Nous espérons que le 20 mars, le Tribunal de Grande d’Instance d’Amiens reconnaîtra le bien fondé de l’action du collectif et donc la dangerosité de la publicité. Ce procès sera de toute façon l’occasion d’un débat sur l’invasion publicitaire de l’espace public avec des témoins tels que Thomas Guéret, président de Résistance à l’Agression Publicitaire, de Claude Got, Professeur émérite en médecine, spécialiste des toxicomanies et autres dépendances et membre du Comité d’experts auprès du Conseil National de Sécurité Routière, ainsi qu’une représentante du Collectif contre le publisexisme.

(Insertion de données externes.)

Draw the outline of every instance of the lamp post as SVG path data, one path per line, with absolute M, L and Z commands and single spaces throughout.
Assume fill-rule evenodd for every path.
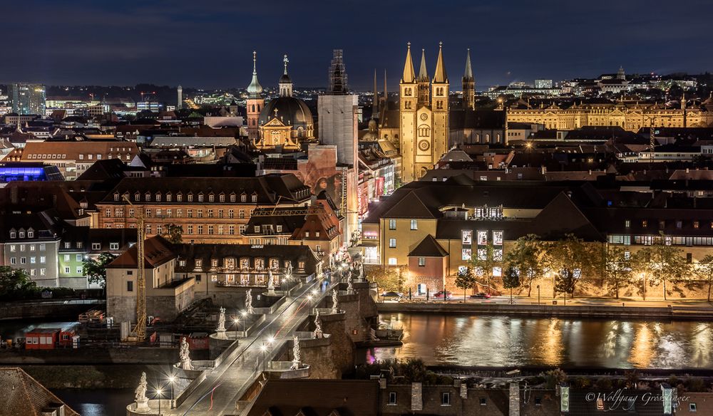
M 173 408 L 173 385 L 176 382 L 176 377 L 175 375 L 170 375 L 168 377 L 168 383 L 171 385 L 171 409 Z
M 163 397 L 163 392 L 161 389 L 156 390 L 156 397 L 158 397 L 158 416 L 161 415 L 161 397 Z

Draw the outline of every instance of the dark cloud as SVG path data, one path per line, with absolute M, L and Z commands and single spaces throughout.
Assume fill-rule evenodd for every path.
M 479 88 L 593 76 L 620 65 L 627 72 L 712 66 L 709 0 L 5 3 L 0 81 L 242 87 L 257 49 L 264 84 L 276 83 L 287 53 L 296 84 L 324 86 L 331 51 L 341 48 L 353 85 L 369 88 L 376 67 L 387 69 L 393 90 L 408 41 L 426 48 L 431 71 L 443 41 L 456 88 L 468 47 Z

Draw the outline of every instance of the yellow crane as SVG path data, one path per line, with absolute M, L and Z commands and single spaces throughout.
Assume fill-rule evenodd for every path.
M 128 195 L 123 196 L 124 201 L 130 207 L 134 204 L 129 200 Z M 133 215 L 136 219 L 136 326 L 129 337 L 129 340 L 137 342 L 146 339 L 146 277 L 144 272 L 144 224 L 143 213 L 135 212 Z

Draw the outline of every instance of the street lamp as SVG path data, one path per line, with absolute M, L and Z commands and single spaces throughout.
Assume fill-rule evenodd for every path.
M 161 389 L 156 390 L 156 397 L 158 397 L 158 415 L 161 415 L 161 397 L 163 397 L 163 391 Z
M 168 383 L 171 385 L 171 409 L 173 408 L 173 385 L 175 384 L 176 377 L 175 375 L 168 376 Z

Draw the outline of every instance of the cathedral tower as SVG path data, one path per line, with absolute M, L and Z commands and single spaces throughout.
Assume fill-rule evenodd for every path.
M 476 109 L 476 79 L 473 78 L 473 68 L 471 67 L 471 49 L 466 55 L 466 72 L 463 74 L 463 108 Z
M 416 107 L 421 108 L 429 103 L 429 71 L 426 68 L 426 50 L 421 50 L 421 68 L 419 70 L 419 103 Z
M 438 43 L 438 57 L 436 61 L 436 73 L 431 84 L 431 108 L 433 110 L 431 134 L 431 169 L 448 150 L 448 90 L 449 83 L 443 63 L 443 42 Z M 421 175 L 419 175 L 419 177 Z
M 265 106 L 265 99 L 262 98 L 262 85 L 257 80 L 257 53 L 252 51 L 252 80 L 247 85 L 247 100 L 245 105 L 247 107 L 247 137 L 253 142 L 260 139 L 260 128 L 257 120 L 260 111 Z

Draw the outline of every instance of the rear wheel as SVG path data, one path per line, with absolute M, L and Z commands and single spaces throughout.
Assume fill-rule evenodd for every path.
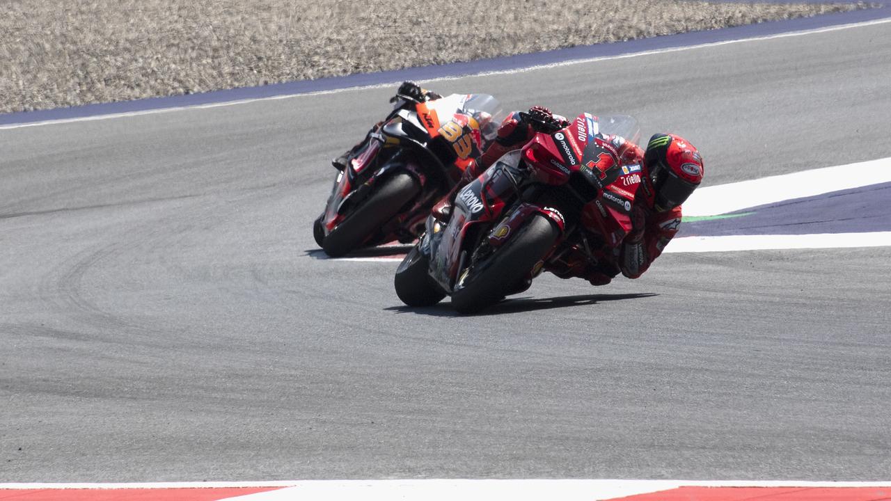
M 446 297 L 428 271 L 430 261 L 414 246 L 399 264 L 393 278 L 396 295 L 411 307 L 433 306 Z
M 418 181 L 405 172 L 381 180 L 374 193 L 328 234 L 322 249 L 332 258 L 358 249 L 420 192 Z
M 325 241 L 325 232 L 322 227 L 322 218 L 324 216 L 319 216 L 318 219 L 313 221 L 313 238 L 315 239 L 315 243 L 322 247 L 322 242 Z
M 559 237 L 547 217 L 534 214 L 513 238 L 462 272 L 452 306 L 460 313 L 475 313 L 500 301 L 526 280 Z

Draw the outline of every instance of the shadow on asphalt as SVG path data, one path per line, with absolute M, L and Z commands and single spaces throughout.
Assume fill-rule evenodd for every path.
M 643 292 L 639 294 L 579 294 L 576 296 L 562 296 L 559 298 L 512 298 L 504 300 L 498 304 L 480 311 L 479 313 L 471 315 L 461 315 L 452 309 L 452 305 L 447 302 L 441 302 L 429 308 L 393 306 L 385 308 L 384 309 L 387 311 L 395 311 L 396 313 L 414 313 L 416 315 L 429 315 L 431 316 L 488 316 L 506 313 L 520 313 L 524 311 L 552 309 L 555 308 L 590 306 L 605 301 L 636 300 L 639 298 L 650 298 L 658 295 L 658 294 L 655 292 Z
M 354 250 L 344 258 L 389 258 L 393 256 L 405 256 L 414 247 L 413 244 L 405 245 L 383 245 L 380 247 L 369 247 Z M 309 256 L 315 259 L 337 259 L 338 258 L 329 258 L 324 250 L 321 249 L 310 249 L 306 250 L 304 256 Z

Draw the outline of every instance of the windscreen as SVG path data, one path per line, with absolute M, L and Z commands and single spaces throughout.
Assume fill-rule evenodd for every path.
M 641 127 L 637 119 L 628 115 L 601 115 L 597 117 L 601 134 L 621 136 L 632 143 L 641 139 Z

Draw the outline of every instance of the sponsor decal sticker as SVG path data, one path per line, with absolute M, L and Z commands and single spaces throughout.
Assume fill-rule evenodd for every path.
M 659 146 L 667 146 L 669 143 L 671 143 L 671 136 L 662 136 L 650 141 L 650 144 L 647 144 L 647 148 L 658 148 Z
M 619 188 L 618 186 L 616 186 L 616 185 L 610 185 L 607 189 L 608 190 L 612 190 L 613 192 L 615 192 L 615 193 L 618 193 L 618 194 L 620 194 L 620 195 L 622 195 L 622 196 L 624 196 L 625 198 L 634 198 L 634 193 L 633 193 L 631 192 L 628 192 L 628 191 L 625 191 L 625 190 L 623 190 L 622 188 Z
M 702 169 L 700 169 L 699 166 L 696 165 L 695 163 L 683 164 L 681 165 L 681 170 L 686 172 L 687 174 L 690 174 L 691 176 L 695 176 L 695 177 L 702 176 Z
M 622 166 L 622 174 L 634 174 L 635 172 L 640 172 L 640 171 L 641 171 L 641 164 L 639 163 Z
M 468 209 L 470 210 L 471 214 L 476 214 L 483 209 L 483 202 L 477 196 L 477 193 L 473 193 L 470 186 L 468 186 L 458 193 L 458 200 L 462 201 L 464 205 L 467 206 Z
M 666 245 L 668 245 L 668 242 L 670 241 L 671 241 L 670 238 L 666 238 L 663 236 L 659 238 L 658 242 L 656 242 L 656 248 L 659 250 L 659 252 L 661 252 L 666 248 Z
M 601 216 L 603 216 L 604 218 L 606 218 L 607 217 L 607 209 L 603 209 L 603 204 L 601 203 L 601 201 L 595 200 L 594 201 L 594 205 L 596 205 L 597 206 L 597 209 L 601 211 Z
M 640 174 L 631 174 L 629 176 L 622 177 L 622 184 L 625 186 L 632 186 L 634 185 L 639 185 L 641 183 Z
M 591 113 L 584 114 L 584 121 L 588 124 L 588 141 L 590 142 L 600 132 L 600 127 Z
M 619 207 L 624 208 L 625 210 L 631 210 L 631 202 L 621 198 L 620 196 L 617 195 L 612 192 L 609 191 L 603 192 L 603 198 L 615 203 L 616 205 L 618 205 Z
M 578 163 L 576 160 L 576 154 L 573 152 L 572 148 L 569 147 L 569 144 L 567 142 L 566 136 L 562 132 L 558 132 L 554 134 L 553 138 L 557 140 L 557 144 L 560 146 L 560 152 L 563 154 L 563 159 L 569 165 L 576 165 Z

L’avocat du collectif est maître François Roux, avocat des objecteurs de conscience et plus récemment des faucheurs volontaires d’OGM.

Programme de la journée :
- 8 h : Rassemblement de soutien sur la place du tribunal avec petit-déjeuner (pensez à prendre une carte d’identité pour rentrer dans le Palais de Justice)
- 9 h00 : Procès
- 12 h (heure indicative, en fonction de la durée du procès) : Sortie du tribunal
- 12 h jusqu’au bout de la nuit : Rassemblement chez Laurent Gayral au 76 rue Lemerchier : repas à prix libre, musique, compte-rendu du procès

VENEZ NOMBREUX LES SOUTENIR !

Face à l’urgence environnementale et sanitaire, constatant que tous les recours ont été épuisés et devant les limites de fonctionnement des canaux démocratiques, ce mode d’action nous paraît légitime pour alerter les pouvoirs publics et leur demander de prendre leur responsabilité. Nous appelons le public à se joindre à nous nombreux au tribunal de grande instance d’Amiens le 20 mars afin de créer un rapport de force nécessaire pour obtenir un changement de la législation sur l’affichage. Nous demandons la suppression de tous les dispositifs d’affichage dont la taille dépasse 50x70cm (taille de l’affichage associatif), la suppression de tous les dispositifs consommant de l’énergie et la création d’une contrainte de densité.